Nicht umsonst ist das Gastrecht eines der ältesten Gesetze überhaupt. Und ich würde sogar kühn behaupten, auch eins der effektivsten. Dass man nicht töten oder stehlen soll, braucht man einem nicht erst zu erklären. Das ist selbstredend. Dass es von Vorteil sein kann, einem Fremden sicheres Geleit zu gewähren und ihm gegenüber tolerant zu sein, ist dagegen nicht mehr so intuitiv. Und doch ist genau dies stets der erste Schritt, wenn man sich zusammen setzt und miteinander zu reden beginnt.

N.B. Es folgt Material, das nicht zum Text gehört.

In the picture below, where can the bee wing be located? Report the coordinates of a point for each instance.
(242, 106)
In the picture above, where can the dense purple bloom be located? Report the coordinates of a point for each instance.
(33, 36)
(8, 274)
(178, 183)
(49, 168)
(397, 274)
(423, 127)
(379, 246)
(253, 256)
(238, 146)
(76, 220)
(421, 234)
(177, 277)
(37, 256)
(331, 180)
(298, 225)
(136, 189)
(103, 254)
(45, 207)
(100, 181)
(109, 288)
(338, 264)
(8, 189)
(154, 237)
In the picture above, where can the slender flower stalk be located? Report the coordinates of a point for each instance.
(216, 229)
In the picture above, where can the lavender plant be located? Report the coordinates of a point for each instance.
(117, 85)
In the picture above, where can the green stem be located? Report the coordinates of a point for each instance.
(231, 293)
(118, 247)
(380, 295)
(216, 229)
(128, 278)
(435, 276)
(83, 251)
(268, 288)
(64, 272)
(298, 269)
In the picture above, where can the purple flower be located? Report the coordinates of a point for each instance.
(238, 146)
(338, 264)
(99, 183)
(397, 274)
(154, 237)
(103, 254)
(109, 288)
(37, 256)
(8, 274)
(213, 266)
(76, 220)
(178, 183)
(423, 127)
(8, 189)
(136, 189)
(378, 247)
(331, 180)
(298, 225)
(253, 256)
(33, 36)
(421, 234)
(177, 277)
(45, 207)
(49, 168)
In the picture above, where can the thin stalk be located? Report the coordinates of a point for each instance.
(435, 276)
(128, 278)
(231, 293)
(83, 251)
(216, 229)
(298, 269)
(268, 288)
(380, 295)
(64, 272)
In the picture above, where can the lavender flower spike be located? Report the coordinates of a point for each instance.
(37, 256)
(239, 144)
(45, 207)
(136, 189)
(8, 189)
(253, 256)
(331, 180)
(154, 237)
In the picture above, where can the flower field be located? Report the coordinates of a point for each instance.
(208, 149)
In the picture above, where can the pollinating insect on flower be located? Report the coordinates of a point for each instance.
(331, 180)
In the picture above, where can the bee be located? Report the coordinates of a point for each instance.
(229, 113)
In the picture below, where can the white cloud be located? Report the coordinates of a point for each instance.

Wieviel neben der Spur man sich zu bewegen erlauben darf, ist natürlich eine andere Frage, doch meines Erachtens stellt sich die im Kontext der Durchsetzungsinitiative gar nicht, denn Ausländer, die hier den grössten Teil ihres Lebens verbracht haben, sind nicht mehr wirklich Gäste.

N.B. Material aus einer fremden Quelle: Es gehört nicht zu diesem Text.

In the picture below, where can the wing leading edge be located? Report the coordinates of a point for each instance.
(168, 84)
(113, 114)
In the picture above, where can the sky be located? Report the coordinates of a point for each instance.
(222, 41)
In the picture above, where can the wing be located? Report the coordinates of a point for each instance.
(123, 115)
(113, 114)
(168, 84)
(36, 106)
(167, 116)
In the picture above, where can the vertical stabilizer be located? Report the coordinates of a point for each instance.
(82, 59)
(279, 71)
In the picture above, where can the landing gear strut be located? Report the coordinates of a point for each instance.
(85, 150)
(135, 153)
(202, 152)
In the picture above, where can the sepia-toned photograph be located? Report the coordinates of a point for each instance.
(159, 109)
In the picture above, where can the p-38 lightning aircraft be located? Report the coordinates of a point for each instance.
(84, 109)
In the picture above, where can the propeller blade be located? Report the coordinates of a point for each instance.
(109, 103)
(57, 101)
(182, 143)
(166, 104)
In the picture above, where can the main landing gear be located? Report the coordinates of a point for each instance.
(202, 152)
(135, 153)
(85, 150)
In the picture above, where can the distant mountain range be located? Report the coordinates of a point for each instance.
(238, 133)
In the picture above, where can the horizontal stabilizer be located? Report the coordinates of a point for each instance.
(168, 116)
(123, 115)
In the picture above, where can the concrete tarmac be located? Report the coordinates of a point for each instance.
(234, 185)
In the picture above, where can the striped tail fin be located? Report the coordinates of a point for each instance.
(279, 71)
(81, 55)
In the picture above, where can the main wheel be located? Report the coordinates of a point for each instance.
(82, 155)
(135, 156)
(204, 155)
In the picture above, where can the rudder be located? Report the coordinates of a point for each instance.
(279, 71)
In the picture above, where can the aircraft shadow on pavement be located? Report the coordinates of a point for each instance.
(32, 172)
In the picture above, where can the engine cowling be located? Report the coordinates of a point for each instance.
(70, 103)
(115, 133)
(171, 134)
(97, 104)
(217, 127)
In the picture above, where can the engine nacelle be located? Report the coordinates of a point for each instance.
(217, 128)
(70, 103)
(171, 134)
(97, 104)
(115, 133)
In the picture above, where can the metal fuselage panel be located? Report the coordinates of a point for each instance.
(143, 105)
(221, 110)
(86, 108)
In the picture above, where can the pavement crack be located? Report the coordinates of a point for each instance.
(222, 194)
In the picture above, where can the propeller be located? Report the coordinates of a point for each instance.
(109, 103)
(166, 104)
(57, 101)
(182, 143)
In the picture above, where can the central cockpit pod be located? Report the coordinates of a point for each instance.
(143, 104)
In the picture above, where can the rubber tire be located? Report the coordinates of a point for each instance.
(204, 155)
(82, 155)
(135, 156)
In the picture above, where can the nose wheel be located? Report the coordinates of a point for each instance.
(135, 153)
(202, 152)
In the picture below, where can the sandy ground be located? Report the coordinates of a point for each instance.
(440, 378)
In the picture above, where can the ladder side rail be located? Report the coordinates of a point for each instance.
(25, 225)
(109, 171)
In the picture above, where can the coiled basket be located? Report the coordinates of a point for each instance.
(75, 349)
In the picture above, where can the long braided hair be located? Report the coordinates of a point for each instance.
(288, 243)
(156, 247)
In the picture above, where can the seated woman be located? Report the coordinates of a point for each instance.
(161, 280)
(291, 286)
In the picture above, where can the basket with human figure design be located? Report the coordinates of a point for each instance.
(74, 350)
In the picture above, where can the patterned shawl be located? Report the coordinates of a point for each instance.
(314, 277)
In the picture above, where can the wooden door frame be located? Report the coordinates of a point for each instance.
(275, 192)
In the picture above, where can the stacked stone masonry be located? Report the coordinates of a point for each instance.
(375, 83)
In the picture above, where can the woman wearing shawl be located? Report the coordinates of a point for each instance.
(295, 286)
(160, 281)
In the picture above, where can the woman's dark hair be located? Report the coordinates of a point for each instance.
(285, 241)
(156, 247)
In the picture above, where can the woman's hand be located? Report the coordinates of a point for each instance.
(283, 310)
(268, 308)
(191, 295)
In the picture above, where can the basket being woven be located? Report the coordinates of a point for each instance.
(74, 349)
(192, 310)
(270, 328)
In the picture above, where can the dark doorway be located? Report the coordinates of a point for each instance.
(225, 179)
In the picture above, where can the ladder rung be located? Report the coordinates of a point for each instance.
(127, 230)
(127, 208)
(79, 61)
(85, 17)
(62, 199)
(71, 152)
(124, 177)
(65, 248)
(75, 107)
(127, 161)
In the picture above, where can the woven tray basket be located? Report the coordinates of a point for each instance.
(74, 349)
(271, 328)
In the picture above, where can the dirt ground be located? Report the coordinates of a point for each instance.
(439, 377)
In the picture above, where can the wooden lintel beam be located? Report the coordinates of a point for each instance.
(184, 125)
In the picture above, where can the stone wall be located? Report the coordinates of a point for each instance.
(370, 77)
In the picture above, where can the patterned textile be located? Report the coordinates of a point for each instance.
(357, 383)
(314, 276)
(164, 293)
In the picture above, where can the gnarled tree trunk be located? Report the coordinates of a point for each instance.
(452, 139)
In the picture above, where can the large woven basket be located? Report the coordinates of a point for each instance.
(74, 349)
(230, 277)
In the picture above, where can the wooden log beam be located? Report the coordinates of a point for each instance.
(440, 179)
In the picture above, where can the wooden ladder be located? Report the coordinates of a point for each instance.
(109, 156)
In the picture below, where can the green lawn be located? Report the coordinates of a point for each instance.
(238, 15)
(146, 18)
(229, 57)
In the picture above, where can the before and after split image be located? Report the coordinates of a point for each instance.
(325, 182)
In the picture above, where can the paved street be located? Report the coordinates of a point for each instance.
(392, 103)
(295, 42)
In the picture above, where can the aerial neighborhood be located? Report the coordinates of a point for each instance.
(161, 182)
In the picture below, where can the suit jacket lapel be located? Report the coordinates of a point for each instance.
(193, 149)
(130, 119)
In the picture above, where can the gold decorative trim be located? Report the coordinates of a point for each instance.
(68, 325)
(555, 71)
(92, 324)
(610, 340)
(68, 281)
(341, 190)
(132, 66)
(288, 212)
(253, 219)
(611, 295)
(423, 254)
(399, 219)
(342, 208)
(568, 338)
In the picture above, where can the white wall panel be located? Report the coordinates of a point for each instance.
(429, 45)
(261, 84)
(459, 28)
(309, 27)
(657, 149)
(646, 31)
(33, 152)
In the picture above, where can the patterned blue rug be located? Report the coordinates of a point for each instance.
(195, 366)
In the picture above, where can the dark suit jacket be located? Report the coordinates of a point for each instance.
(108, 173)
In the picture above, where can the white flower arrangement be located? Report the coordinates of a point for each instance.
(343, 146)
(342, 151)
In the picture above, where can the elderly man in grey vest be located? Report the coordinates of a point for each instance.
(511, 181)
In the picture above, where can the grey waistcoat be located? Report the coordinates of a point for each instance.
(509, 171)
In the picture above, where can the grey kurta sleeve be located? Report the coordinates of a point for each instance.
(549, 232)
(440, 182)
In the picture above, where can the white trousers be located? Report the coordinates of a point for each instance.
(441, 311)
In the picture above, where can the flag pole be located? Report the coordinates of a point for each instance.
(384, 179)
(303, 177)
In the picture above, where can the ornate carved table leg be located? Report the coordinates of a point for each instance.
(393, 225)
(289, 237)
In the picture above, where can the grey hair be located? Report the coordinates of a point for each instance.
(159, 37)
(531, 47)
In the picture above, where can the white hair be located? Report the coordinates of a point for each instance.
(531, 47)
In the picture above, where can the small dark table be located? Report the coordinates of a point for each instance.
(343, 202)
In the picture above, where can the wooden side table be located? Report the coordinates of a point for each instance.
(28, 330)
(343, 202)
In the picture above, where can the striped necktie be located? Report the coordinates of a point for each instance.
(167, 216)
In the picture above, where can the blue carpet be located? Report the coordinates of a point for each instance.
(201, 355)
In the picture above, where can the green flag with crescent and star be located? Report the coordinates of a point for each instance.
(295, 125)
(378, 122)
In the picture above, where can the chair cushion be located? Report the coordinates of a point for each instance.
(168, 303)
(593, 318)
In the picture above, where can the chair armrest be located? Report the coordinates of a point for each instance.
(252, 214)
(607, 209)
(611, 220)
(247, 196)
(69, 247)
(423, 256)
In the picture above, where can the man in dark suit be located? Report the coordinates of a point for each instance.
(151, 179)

Gehört man nicht irgendwann einmal zum Inventar?

Ich denke, der exakte Zeitpunkt, ab welchem man nicht mehr bloss Gast in einem Land ist, ist, wenn man seinen Wohnsitz nach Art. 23 ZGB in diesem Land bezieht. Je nach Aufenthaltsbewilligung darf man mehr oder weniger arbeiten, Militärdienst leisten und abstimmen, ansonsten aber geniesst man die exakt gleichen Pflichten und Rechte wie jeder andere Schweizer auch.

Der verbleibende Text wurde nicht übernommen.